Нет, смерть — это когда будет уж совсем невмоготу.
— Не спи! — толкнул меня в бок Грыз. — Скоро наш выход, босс…
Боссом меня называл только Грыз. Я однажды хорошенько отколошматил его за воровство еды, а потом взял себе в подручные, которые в любой камере были необходимы как воздух. Все остальные заключенные нашей клетки знали меня под кличкой Сержант. Когда я начинал осторожно расспрашивать о войсках Империи — которые, на мой взгляд, наверняка были на этой планете, — все, тихо посмеиваясь, убеждали меня в невозможном: в падении Империи. Долго это я не выдерживал и, придя в ярость, мог и покалечить окружающих. Моя Империя не могла умереть. Слишком хорошо зная ее силу, нельзя было поверить иноземцам, болтавшим всякую чепуху. Правда, через некоторое время я стал свыкаться с мыслью, что на этой планете может и не быть Имперского правления. А потом меня зачислили в команду, отправлявшуюся в систему Проциона. О Проционе ходило много разных слухов и баек, в которые не хотелось верить. Не в силах вспомнить собственное прошлое, я впал в депрессию, пытаясь преодолеть ее драками с другими обитателями клетки.

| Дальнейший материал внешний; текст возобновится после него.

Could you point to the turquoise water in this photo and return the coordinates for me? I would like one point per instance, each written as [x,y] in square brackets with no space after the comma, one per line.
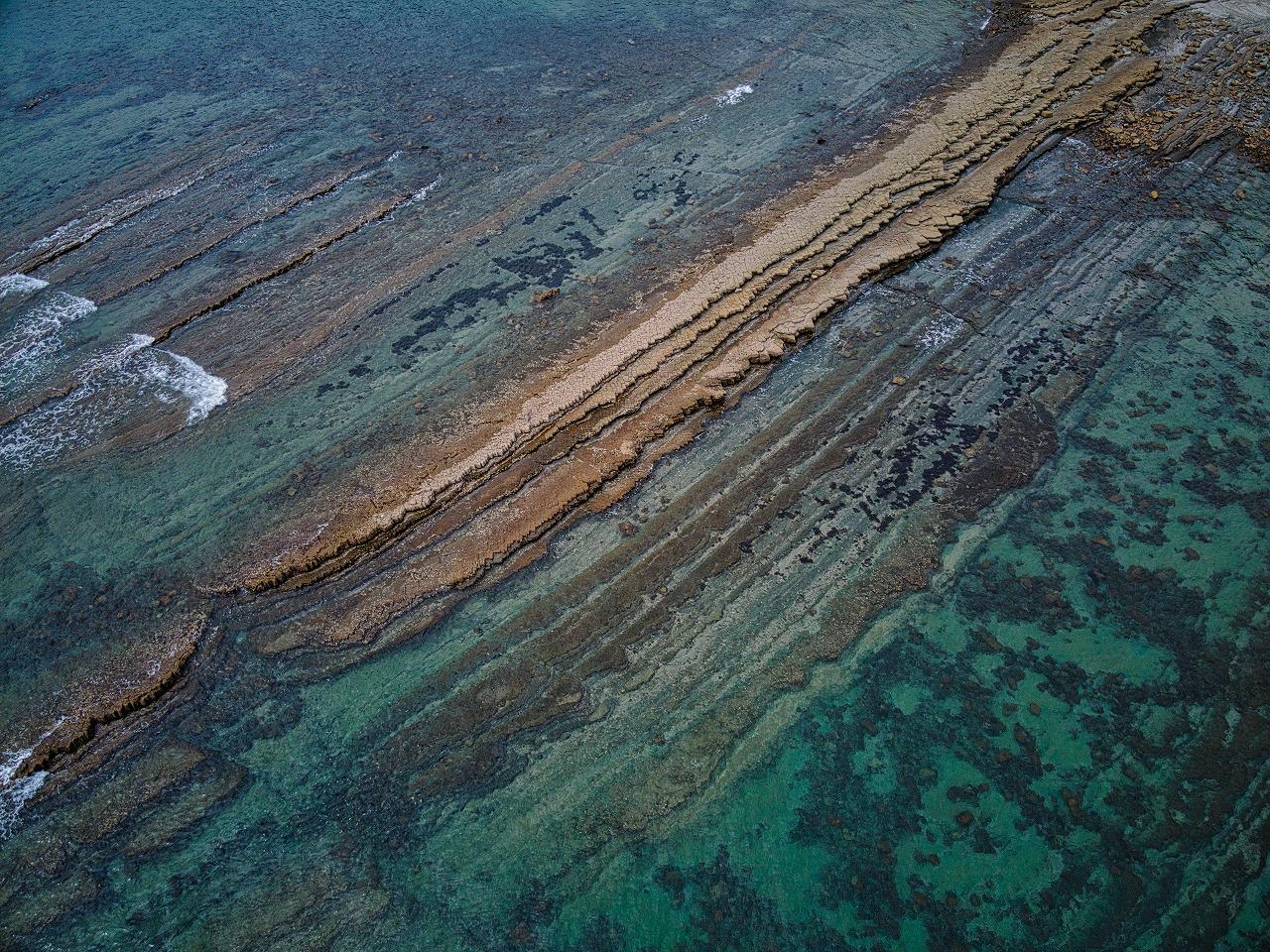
[719,715]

— Если мы хотим заполучить еду, самое время проломить несколько черепов! — воинственно прервал мои размышления Грыз и первым поднялся на ноги.
Еще три аргонианина из нашей шайки стали быстро пробираться к корыту, где орудовали Живоглот, Кривой и еще пять их «торпед». Заметив наш предсказуемый маневр, они растолкали сокамерников и достали из карманов лохмотьев заточенные стержни, в которых угадывались ржавые гвозди. Первый выпад в мою сторону был мастерски отбит мною ребром ладони. Ответный выпад угодил по хрустнувшему запястью бойца Кривого. Удар его пудового кулака я блокировал двумя руками и взял его локтевой сустав на болевой прием. Резко присев, перекинул противника через плечо, со всей силы ударив его головой об пол и по ходу сломав ему руку. Треснувший череп не оставлял ему много шансов на спасение. Такие раны, как правило, не совместимы с жизнью.